À en croire plusieurs observateurs, la fusillade de Tucson ne serait pas le fruit d'une rhétorique toxique de la droite américaine, mais bien des problèmes mentaux du tueur et des lois permissives sur les armes à feu.

À en croire plusieurs observateurs, la fusillade de Tucson ne serait pas le fruit d'une rhétorique toxique de la droite américaine, mais bien des problèmes mentaux du tueur et des lois permissives sur les armes à feu.

Il est vrai que ces deux derniers ingrédients forment ensemble un cocktail explosif. Un homme de 22 ans, manifestement atteint de troubles mentaux, qui peut se procurer aussi aisément un fusil et le charger par un simple détour chez Walmart est clairement un danger pour toute la population.

Mais Jared Lee Loughner n'est pas qu'un fou armé agissant en dehors de tout contexte. Il ne s'est pas attaqué à la population en général. Il n'a pas tiré à l'aveugle pour évacuer un mal-être pathologique.

Plutôt, il a tiré à bout portant sur une représentante du gouvernement, dans un État connu pour sa radicalisation, dans un contexte national d'immense colère, alors que les «attaques» contre l'«adversaire à abattre» se multiplient et que la droite radicale ne fait plus la distinction entre un discours musclé et un appel aux armes.
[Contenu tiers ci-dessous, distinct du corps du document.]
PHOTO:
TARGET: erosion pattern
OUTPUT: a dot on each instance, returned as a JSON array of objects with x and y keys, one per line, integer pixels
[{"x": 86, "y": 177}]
On ne peut tout simplement pas séparer le crime de la scène du crime.

Pour s'en convaincre, on n'a qu'à visionner les trois vidéos mises en ligne sur internet par le tueur. L'homme nourrit une haine profonde pour l'appareil politique, une animosité pour les «illettrés» qui le gouvernent et une crainte maladive de l'État et de son contrôle, autant d'éléments qui rappellent les sorties des Palin, Beck, Limbaugh et O'Reilly.

Tendez un fusil à un déséquilibré et il tirera sur tout ce qui bouge; mais tendez un fusil à un déséquilibré dans une ambiance d'acharnement anti-establishment qui glorifie les «assauts» contre «l'ennemi» et il y a de très fortes chances qu'il tire... sur l'ennemi.

Rappelons-nous une histoire similaire, moins connue car moins tragique, survenue dans le même État en 1997. Une élue du comté de Maricopa en Arizona, Mary Rose Wilcox, était alors, elle aussi, la cible d'un tireur. Sa motivation? Il était en colère contre une décision politique de Mme Wilcox, comme l'étaient d'ailleurs, à l'époque, plusieurs animateurs radio qui ne se gênaient pas pour suggérer qu'on abatte cette dernière. «Take her out!», clamaient-ils en ondes.

Comment le tireur a-t-il justifié son geste devant les tribunaux? «Je l'ai tiré parce qu'à la radio on a dit que je devais l'abattre.»

Dans le cas de la fusillade de Tucson, le lien n'est pas aussi évident, mais il existe néanmoins, ne serait-ce qu'indirectement.

Prenons l'exemple de Jesse Kelly, récent adversaire de Gabrielle Giffords, atteinte par balle samedi. Ce candidat du Tea Party a beau avoir invité les électeurs, dans un même slogan, à «chasser» cette dernière et à «tirer une M16 automatique» avec lui, il n'est pas responsable de la fusillade pour autant. Mais il a certainement contribué à créer une atmosphère lui étant propice.

Car la rhétorique haineuse de la droite, qui vise clairement à attiser la colère, a aussi le pouvoir de banaliser les pulsions les plus dangereuses.